Wednesday 4 January 2023

Fretfully Searching Five Stations? (1)

Potential Problems At Paddington?

Many of us know and love Paddington station, Brunel's London masterpiece ...
... and it is hard to grasp its intricacies and magnificence without going there and spending some time wandering about. Here is a street map.
The two "RED" roads are Bishops Bridge (top left) and Praed Street (bottom right). On Praed Street, and opposite the hotel that fronts part of the station block, is a Metropolitan Railway station that was once called, not Paddington, but Praed Street.
Praed Street now carries trains on the non circling Circle Line (YELLOW) and the District Line (GREEN) both of which terminate at Edgware Road.

At the outer end of the main line platforms, and on Bishops Bridge, was another Metropolitain Railway station called, not Paddington, but Bishops Road. This was on the line to Hammersmith.
Its grandeur was eventually replaced by something much more humble ...
... and, today, you will search in vain for a station entrance on the bridge.

Because there isn't one. There is a lift and some steps down to the gentrified Canal Basin where the platforms now have a posh entrance.
These platforms now carry Hammersmith and City trains (PINK) and a bit more of the non-circling Circle line (still YELLOW).

Next arrival at the Great Western terminus was the Bakerloo Line (BROWN). There used to be a very uninspiring entrance to the Bakerloo from just outside the main station seen here looking towards the hotel building on the left,
This entrance is now closed and the area is to form part of a "Paddington Square" development ...
... with a much improved subsurface concourse for the Bakerloo platforms.
The passages from the main station are also in need of improvement!
A subway connects the former Praed Street station with the Bakerloo lines.
Which leaves the Elizabeth Line line (PURPLE) station. Its upper parts sit enticingly on the road on the south western face of the main station ...
... called Eastbourne Terrace.

The subway link to the Bakerloo line was something of an afterthought ...
... (Elizabeth Line line right, Bakerloo line left) because neither party wanted to foot the £40 million bill! But it did appear eventually.
So what, you may ask!

We are leading up to a blog about the most recent changes to the "Underground" map and, whilst doing so, taking a look at some other other efforts to "do" the traditional map better.

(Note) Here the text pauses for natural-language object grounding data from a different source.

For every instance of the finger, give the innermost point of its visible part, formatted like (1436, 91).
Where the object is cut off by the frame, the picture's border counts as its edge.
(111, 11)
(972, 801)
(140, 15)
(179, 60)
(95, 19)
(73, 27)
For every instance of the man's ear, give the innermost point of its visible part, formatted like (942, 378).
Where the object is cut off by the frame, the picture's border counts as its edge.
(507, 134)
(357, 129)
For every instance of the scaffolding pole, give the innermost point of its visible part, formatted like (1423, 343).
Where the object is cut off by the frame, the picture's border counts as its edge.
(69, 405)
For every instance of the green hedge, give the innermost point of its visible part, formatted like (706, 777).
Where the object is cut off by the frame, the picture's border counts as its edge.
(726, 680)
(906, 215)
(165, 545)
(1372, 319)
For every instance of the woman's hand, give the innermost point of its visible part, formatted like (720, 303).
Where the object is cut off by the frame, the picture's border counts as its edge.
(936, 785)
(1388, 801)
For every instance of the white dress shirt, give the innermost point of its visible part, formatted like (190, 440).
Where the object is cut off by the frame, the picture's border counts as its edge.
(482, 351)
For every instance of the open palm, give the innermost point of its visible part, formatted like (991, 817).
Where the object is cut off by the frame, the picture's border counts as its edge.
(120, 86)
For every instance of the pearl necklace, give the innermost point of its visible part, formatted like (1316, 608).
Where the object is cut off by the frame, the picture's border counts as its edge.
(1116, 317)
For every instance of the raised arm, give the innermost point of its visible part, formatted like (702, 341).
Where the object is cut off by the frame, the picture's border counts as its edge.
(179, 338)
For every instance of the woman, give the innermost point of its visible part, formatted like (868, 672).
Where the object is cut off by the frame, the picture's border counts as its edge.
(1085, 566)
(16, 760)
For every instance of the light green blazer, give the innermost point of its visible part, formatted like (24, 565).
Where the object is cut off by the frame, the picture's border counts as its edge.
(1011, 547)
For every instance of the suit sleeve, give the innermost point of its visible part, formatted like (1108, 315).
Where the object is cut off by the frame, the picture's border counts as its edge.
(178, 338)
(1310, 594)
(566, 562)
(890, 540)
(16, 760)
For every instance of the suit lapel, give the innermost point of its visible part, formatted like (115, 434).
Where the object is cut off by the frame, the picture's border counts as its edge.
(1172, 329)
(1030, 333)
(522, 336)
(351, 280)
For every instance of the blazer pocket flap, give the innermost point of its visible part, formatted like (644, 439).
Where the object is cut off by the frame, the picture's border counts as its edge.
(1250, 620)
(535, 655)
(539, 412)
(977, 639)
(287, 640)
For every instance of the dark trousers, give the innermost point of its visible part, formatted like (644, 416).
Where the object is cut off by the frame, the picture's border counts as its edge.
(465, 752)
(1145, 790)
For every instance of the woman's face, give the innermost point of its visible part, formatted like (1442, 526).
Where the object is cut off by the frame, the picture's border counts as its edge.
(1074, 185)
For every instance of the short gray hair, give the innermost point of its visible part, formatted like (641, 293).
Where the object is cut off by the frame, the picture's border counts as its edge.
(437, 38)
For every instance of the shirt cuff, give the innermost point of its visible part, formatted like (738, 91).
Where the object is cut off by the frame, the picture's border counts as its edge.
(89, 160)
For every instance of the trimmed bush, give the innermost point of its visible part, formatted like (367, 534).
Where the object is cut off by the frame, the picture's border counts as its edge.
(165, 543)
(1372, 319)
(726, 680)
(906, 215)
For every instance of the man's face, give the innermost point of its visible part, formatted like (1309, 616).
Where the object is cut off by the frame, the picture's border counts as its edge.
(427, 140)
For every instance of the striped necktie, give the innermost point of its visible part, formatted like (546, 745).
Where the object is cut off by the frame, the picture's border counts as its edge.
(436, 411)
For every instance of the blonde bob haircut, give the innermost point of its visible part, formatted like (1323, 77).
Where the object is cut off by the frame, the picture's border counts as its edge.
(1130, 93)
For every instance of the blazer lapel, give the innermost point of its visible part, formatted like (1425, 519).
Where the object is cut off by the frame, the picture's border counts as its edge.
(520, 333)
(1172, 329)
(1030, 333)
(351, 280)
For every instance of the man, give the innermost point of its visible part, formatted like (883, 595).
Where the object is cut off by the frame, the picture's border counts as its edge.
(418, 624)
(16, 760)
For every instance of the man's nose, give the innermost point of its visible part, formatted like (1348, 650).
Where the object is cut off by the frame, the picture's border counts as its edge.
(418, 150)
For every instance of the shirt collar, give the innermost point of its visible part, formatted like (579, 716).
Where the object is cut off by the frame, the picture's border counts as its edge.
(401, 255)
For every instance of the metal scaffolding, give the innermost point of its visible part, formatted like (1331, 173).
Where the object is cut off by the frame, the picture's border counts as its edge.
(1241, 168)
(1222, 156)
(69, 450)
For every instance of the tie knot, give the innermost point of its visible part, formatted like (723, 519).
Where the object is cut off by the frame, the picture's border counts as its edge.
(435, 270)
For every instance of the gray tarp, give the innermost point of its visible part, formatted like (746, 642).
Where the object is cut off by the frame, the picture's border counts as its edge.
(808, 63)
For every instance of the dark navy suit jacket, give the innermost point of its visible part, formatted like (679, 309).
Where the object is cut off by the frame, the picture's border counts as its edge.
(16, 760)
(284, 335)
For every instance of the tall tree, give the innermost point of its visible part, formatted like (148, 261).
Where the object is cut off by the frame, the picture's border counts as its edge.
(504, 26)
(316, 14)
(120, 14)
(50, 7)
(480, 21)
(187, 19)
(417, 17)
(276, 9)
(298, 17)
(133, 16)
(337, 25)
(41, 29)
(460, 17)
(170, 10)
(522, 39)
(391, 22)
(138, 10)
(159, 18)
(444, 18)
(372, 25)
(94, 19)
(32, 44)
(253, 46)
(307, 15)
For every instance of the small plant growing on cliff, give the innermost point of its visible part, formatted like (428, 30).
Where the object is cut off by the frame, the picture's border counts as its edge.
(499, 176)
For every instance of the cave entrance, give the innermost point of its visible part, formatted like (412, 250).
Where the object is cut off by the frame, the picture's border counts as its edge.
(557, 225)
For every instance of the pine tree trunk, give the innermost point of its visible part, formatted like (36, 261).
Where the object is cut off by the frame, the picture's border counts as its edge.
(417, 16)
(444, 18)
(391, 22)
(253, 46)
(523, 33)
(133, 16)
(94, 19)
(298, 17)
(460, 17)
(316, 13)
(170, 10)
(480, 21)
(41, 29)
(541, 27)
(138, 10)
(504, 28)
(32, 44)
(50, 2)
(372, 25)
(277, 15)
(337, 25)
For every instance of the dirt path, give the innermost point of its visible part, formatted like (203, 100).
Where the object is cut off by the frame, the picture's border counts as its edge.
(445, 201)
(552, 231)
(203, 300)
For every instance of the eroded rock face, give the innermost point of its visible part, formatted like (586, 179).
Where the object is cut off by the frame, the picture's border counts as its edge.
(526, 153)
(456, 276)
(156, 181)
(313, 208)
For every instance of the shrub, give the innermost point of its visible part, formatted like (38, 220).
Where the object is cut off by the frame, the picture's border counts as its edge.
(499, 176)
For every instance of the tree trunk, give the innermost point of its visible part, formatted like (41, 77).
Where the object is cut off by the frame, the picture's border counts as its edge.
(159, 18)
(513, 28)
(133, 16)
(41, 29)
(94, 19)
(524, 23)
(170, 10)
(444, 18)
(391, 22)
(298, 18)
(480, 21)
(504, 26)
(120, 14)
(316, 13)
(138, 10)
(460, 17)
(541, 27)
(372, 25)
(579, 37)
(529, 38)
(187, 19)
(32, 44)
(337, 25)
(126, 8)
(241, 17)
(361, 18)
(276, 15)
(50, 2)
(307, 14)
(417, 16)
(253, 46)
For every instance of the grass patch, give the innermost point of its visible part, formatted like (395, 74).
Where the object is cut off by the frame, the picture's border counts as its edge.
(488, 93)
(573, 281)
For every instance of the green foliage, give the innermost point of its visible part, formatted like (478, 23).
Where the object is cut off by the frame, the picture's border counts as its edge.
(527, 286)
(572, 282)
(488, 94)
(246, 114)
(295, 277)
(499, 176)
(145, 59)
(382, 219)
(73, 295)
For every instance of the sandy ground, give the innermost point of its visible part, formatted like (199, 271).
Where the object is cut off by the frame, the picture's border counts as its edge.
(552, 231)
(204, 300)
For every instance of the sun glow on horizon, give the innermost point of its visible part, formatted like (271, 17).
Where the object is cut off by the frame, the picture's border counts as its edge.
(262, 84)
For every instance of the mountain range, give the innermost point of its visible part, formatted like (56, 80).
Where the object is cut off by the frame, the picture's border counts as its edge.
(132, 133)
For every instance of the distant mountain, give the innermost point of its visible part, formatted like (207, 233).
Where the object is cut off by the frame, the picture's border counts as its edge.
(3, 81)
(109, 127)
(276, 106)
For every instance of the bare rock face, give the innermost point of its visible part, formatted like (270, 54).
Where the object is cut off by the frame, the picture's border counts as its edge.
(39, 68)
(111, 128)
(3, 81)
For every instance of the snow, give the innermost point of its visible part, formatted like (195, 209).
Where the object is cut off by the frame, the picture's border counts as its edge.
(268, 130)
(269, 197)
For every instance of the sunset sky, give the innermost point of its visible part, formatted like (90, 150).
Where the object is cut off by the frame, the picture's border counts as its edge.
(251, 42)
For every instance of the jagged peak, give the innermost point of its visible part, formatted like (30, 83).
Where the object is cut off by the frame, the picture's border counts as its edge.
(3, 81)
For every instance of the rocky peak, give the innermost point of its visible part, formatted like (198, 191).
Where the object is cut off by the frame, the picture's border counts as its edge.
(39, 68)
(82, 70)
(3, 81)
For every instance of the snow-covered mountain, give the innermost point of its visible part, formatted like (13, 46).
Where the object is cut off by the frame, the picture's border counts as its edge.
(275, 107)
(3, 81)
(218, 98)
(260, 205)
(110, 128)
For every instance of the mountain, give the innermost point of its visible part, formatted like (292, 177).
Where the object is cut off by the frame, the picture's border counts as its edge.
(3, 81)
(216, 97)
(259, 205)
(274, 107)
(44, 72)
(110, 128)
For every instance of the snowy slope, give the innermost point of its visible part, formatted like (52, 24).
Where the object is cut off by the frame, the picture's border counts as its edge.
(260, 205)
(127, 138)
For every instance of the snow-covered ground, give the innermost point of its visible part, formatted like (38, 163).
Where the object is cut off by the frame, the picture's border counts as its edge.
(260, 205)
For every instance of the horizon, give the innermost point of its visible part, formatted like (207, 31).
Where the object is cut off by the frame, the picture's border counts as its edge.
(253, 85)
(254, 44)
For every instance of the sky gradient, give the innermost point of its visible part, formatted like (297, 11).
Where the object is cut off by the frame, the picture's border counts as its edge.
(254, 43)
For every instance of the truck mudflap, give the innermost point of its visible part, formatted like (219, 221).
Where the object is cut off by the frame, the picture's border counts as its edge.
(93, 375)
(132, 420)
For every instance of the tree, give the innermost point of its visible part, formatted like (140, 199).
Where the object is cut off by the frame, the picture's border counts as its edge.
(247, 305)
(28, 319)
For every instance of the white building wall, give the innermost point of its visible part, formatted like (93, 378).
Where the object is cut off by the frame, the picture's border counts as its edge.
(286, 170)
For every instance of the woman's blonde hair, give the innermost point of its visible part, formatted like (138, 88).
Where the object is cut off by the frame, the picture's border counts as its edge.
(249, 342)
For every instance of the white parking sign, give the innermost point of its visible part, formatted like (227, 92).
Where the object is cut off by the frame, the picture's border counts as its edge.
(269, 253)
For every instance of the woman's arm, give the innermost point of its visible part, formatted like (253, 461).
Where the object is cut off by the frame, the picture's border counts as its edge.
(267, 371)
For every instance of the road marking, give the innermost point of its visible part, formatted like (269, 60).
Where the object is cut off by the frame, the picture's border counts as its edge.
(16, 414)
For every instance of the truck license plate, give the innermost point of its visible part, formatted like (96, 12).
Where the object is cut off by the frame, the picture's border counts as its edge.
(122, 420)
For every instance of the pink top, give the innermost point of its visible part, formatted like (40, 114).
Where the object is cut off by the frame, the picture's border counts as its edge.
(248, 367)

Now we all know and love Harry Beck's London Underground diagram ...
... and we all know that all five of the stations discussed above, although in one sense very separate, are all now called simply Paddington.

So, how did Mr Beck and his successors cope with conveying the complexity of the four Paddington stations (no Elizabeth Line line in the 1930s!) to the typical  troglodyte tube traveller.

The answer is that they tried but rarely succeeded.

Thankfully the ever ebullient Geoff Marshall has made a video about the fretful search of the five stations at Paddington. It is longer than the usual videos fbb posts, but it is well worth a careful perusal.

Geoff Marshall's video was made a few years back and we can now add map version 15 and 16 to his list

Map 15 - Elizabeth Line line disconnected
Elizabeth Line line trains were running from Reading to Paddington main line platforms and from Paddington Underground eastwards, but they were not joined up.

Map 16 - joined up thinking

All over the celebrated Underground map there are problems to be solved as to how the cartographers can best communicate a complex network to a public that simply wants to find the right train for their destination.

It ain't easy, buster!

Tomorrow, and before we look at two more (yes more!) interesting unofficial attempts at "improvement", we will take a closer look at some of the November 22 official map changes in more detail.

Exciting isn't it?

But this is weird!
And this is weirderer!
Paddington Green????

(Sorry it's fuzzy - don't fret, it's not your eyesight!)

Irrelevant Snippet
Idly surfing the Channels yesterday evening, fbb came across an episode of Abandoned Engineering on "Yesterday". Presenter Rob Bell was describing the collapse and closure of the Mam Tor Road, the former A625.
It was closed in 1979 after years of failed attempts to stabilise its foundations, built upon shale! Mam Tor was always known as the "Shivering Mountain" due to its unstable land.
Presenter Rob was at pains to point out that Mam Tor was on the road between Castleton and Sheffield.
Erm, not quite, Rob!

So it would be tricky for First's 272 to get through from Sheffield to Castleton, then?
Mam Tor is to the west of Castleton and was on the A625 to Chapel en le Frith.

Yet again, do not believe everything you hear and see on the telly!

Once upon a time, buses ran from Sheffield to Manchester via Castleton and Mam Tor ...
The continued to do so (Summer only) in the days of fbb's youth!